Another possible pathway of N2 production is the nitrite dependent anaerobic methane oxidation (n-damo), the significance of which in nitrogen loss from marine environments is not fully known (Thamdrup et al., 2019; Rogener et al., 2021). In order to investigate such a linkage between denitrification and methanotrophy, we also carried out incubations with 15N-labelled NO2- in the presence of CH4. Addition of CH4 had no discernible effect on labelled N2 production (Fig. 5.3). This may be because of low ambient CH4 levels as a result of which microbes that mediate CH4 oxidation by nitrite, detected elsewhere in the ocean (e.g,.Thamdrup et al., 2019), may not be present over the Indian shelf.

Large spatio-temporal variations (including interannual changes) in redox conditions seem to occur in this region, controlling rates of different nitrogen transformations. Higher denitrification rates were recorded off Mangalore and Karwar as compared to Goa. The rates also decreased rapidly offshore from the inner shelf (Fig. 5.3). Extrapolation of the average N2 production rates (2.45 ± 0.6 µmol N2 l–1 d–1 through denitrification and 0.06 ± 0.004 µmol N2 l–1 d–1 through anammox) over the volume of anoxic waters (1.2–3.6 × 1012 m3) yielded estimates of annual nitrogen loss ranging from 3.70 to 11.1 Tg N, roughly three times the previously reported estimate (1.3–3.8 Tg yr–1). Thus, the shallow ODZ may account for a significant fraction of the total nitrogen loss from the Arabian Sea (Sarkar et al., 2020).

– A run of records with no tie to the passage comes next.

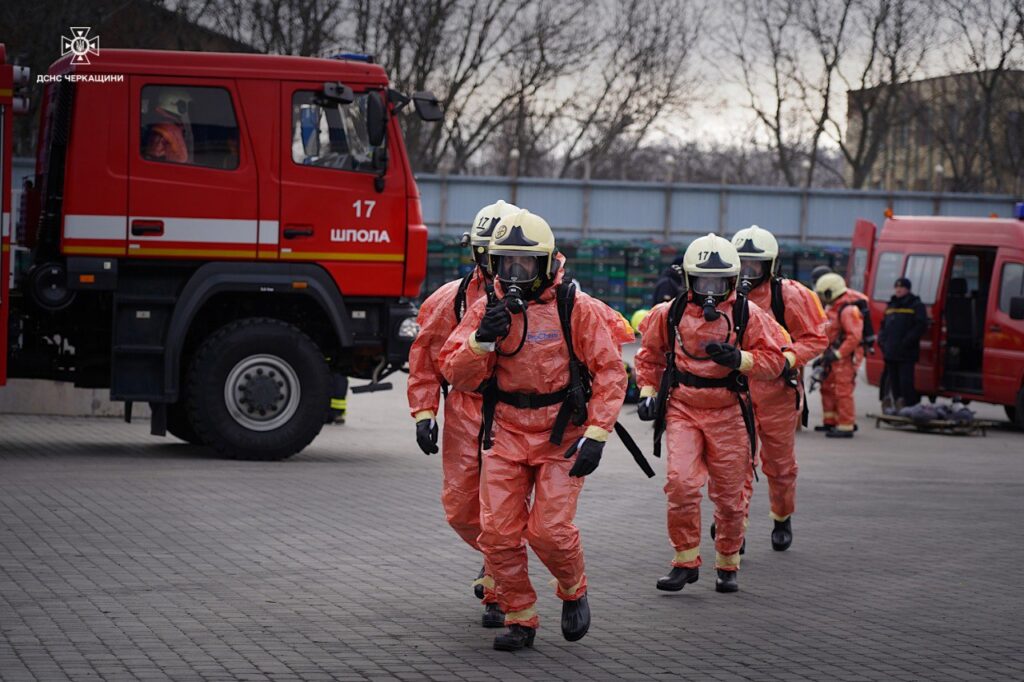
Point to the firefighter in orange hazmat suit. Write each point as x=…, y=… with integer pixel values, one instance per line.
x=515, y=347
x=700, y=403
x=438, y=316
x=843, y=356
x=778, y=401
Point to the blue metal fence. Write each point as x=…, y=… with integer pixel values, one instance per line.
x=613, y=210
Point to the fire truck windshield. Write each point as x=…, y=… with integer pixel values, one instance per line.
x=331, y=134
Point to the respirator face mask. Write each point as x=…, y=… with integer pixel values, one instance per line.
x=709, y=292
x=754, y=270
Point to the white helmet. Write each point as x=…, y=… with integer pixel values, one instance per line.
x=483, y=226
x=711, y=265
x=521, y=251
x=756, y=247
x=829, y=287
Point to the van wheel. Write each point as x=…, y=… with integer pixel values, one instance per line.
x=258, y=389
x=178, y=424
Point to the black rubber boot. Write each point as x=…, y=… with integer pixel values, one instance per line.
x=515, y=638
x=781, y=536
x=576, y=619
x=678, y=578
x=742, y=548
x=493, y=616
x=478, y=589
x=726, y=581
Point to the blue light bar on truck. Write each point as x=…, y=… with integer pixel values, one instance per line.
x=353, y=56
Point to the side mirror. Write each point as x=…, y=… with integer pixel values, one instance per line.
x=427, y=105
x=1017, y=307
x=338, y=92
x=376, y=118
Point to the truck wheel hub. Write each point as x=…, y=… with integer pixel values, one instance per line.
x=262, y=392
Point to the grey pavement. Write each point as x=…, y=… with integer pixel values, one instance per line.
x=127, y=557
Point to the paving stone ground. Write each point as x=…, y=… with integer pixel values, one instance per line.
x=127, y=557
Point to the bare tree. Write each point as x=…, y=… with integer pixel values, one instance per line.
x=763, y=46
x=986, y=46
x=483, y=57
x=826, y=24
x=642, y=70
x=895, y=36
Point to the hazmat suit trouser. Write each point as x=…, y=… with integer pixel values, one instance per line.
x=707, y=444
x=837, y=395
x=516, y=466
x=461, y=465
x=778, y=418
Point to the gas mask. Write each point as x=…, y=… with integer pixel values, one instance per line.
x=709, y=292
x=520, y=278
x=753, y=271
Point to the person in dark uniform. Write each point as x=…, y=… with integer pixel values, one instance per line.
x=671, y=283
x=899, y=338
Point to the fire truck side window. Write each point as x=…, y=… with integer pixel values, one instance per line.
x=889, y=268
x=1011, y=285
x=331, y=134
x=188, y=125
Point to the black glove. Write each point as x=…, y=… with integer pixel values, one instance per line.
x=588, y=459
x=646, y=410
x=496, y=323
x=426, y=435
x=725, y=354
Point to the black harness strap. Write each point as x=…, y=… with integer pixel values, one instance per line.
x=734, y=381
x=573, y=396
x=460, y=310
x=460, y=297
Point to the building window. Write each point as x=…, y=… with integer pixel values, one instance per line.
x=188, y=125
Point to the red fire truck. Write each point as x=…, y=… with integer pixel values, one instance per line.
x=217, y=236
x=969, y=273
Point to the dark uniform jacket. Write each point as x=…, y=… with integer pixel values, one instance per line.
x=669, y=286
x=904, y=324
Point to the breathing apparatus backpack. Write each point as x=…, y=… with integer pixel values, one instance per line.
x=573, y=397
x=735, y=381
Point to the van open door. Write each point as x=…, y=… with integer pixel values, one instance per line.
x=861, y=255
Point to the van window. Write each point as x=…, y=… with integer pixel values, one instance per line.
x=925, y=273
x=858, y=269
x=1011, y=285
x=967, y=267
x=888, y=270
x=329, y=134
x=188, y=125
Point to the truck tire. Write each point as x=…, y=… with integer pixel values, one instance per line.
x=258, y=389
x=178, y=424
x=1015, y=413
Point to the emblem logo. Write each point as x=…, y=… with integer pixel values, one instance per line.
x=80, y=44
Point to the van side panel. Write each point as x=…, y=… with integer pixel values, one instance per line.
x=1004, y=350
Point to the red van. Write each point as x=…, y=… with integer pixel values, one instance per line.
x=969, y=273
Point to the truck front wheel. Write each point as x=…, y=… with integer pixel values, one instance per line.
x=258, y=389
x=1016, y=412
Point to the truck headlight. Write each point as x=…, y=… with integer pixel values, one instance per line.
x=409, y=329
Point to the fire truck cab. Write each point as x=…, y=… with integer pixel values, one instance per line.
x=219, y=236
x=969, y=273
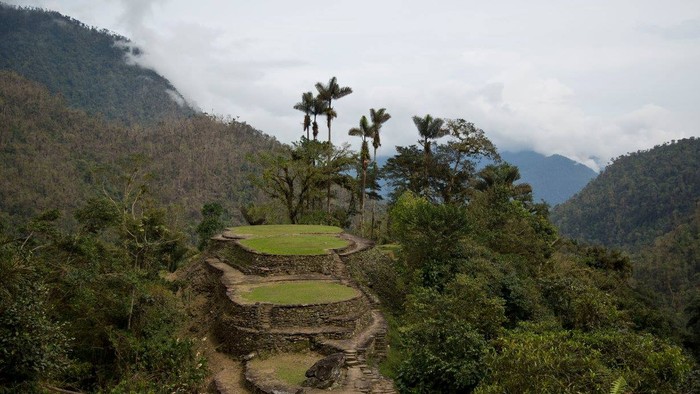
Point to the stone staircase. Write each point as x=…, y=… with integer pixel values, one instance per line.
x=360, y=336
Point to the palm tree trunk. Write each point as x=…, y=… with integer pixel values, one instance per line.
x=374, y=201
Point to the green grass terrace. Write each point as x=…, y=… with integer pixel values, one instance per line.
x=298, y=292
x=299, y=240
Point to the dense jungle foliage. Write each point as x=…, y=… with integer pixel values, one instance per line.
x=482, y=293
x=53, y=156
x=647, y=204
x=87, y=66
x=637, y=198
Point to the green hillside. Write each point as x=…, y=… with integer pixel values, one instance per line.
x=637, y=198
x=56, y=157
x=649, y=204
x=87, y=66
x=554, y=179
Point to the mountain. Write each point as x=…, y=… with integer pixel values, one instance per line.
x=648, y=203
x=89, y=67
x=57, y=157
x=637, y=198
x=554, y=179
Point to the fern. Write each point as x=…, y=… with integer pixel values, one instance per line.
x=618, y=386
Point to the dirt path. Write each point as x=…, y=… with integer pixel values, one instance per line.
x=228, y=373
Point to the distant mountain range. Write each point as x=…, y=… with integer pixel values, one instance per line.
x=648, y=204
x=87, y=66
x=554, y=179
x=637, y=198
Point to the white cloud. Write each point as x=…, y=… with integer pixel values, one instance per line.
x=590, y=80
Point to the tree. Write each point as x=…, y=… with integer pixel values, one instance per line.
x=447, y=171
x=318, y=107
x=329, y=92
x=306, y=105
x=364, y=131
x=211, y=223
x=429, y=129
x=295, y=174
x=500, y=182
x=468, y=143
x=378, y=118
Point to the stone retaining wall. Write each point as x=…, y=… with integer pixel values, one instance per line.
x=319, y=314
x=254, y=263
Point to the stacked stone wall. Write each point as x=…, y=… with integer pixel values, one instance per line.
x=254, y=263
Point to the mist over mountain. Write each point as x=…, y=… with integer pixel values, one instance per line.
x=90, y=68
x=554, y=179
x=637, y=198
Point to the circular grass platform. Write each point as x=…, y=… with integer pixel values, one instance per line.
x=290, y=239
x=284, y=229
x=299, y=292
x=295, y=245
x=285, y=368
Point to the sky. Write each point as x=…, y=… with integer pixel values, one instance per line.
x=588, y=79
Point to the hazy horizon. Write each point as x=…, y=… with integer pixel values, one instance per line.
x=587, y=80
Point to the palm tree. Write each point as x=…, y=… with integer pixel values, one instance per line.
x=331, y=91
x=378, y=117
x=503, y=177
x=318, y=107
x=429, y=128
x=364, y=131
x=306, y=106
x=328, y=93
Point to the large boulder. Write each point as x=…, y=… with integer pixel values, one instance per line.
x=325, y=372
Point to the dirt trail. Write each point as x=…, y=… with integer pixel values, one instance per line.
x=228, y=373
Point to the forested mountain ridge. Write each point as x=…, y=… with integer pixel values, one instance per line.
x=87, y=66
x=55, y=157
x=637, y=198
x=554, y=178
x=648, y=203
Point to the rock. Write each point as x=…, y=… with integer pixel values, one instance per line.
x=325, y=372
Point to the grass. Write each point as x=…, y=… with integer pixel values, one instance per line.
x=299, y=292
x=288, y=368
x=299, y=245
x=389, y=250
x=285, y=229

Similar anoxic conditions are not known to develop over the continental shelves in the Bay of Bengal (Naqvi et al., 2006a). This is surprising as this region receives enormous amounts of freshwater by numerous rivers that drain thickly populated and intensely cultivated lands with large utilisation of synthetic fertilisers (Naqvi, 2008). So, the riverine inputs of nutrients (nitrogen and phosphorus) into coastal waters of Bay of Bengal are expected to be very high. Employing a model called “Global NEWS” (Global Nutrient Export from WaterSheds; Mayorga et al., 2010), Pedde et al. (2017) estimated that 7.1 Tg of N (4.1 Tg of DIN) and 1.5 Tg of P were brought to the Bay of Bengal by rivers in the year 2000. These high fluxes constitute significant fractions of the total amounts of chemical fertilisers used globally for agriculture (~82 and 14 Tg yr-1 in the same year)6. Future projections showed that while phosphorus fluxes may not change much, those of nitrogen will rise to 8.6 Tg N yr-1 (6 Tg DIN yr-1) by 2050. The Ganges-Brahmaputra and Irrawaddy river systems are the main contributors to these fluxes, and both these river systems discharge onto wide continental shelves. Thus, coastal “dead zones” such as those found in the Gulf of Mexico and Black Sea (Rabalais et al., 2010) are expected to form off the mouths of these rivers, which is not the case (Naqvi et al., 2006a). There is a report by Satpathy et al. (2013) on the occurrence of nearly anoxic water (Winkler O2 ~4.5 µM) over the shelf (at 59 m depth) off the southeast coast of India in September 2010 (the upwelling season), which was attributed to land based pollution; however, an examination of data presented by these authors points to an offshore origin of these waters (as discussed later, subsurface waters in the Bay of Bengal are also severely oxygen-depleted, although not anoxic). Thus, the absence of naturally formed coastal ODZs is most likely due to weaker upwelling in the Bay of Bengal as compared to the Arabian Sea. The absence of large anthropogenically driven coastal dead zones in the Bay of Bengal strongly indicates that the model-derived nutrient inputs may be too high (Naqvi, 2008; Krishna et al., 2016). It seems that the terrestrial ecosystems efficiently remove these nutrients, particularly nitrogen (Naqvi et al., 2018). This will be discussed in some detail in Section 9.

Hypoxia is traditionally defined by the threshold oxygen concentration of 2 mg l-1 (~1.4 ml L-1, 62.5 µM), below which animal behaviour is believed to be affected. However, this threshold is known to vary greatly among various groups of marine organisms and even within the same group (Vaquer-Sunyer and Duarte, 2008).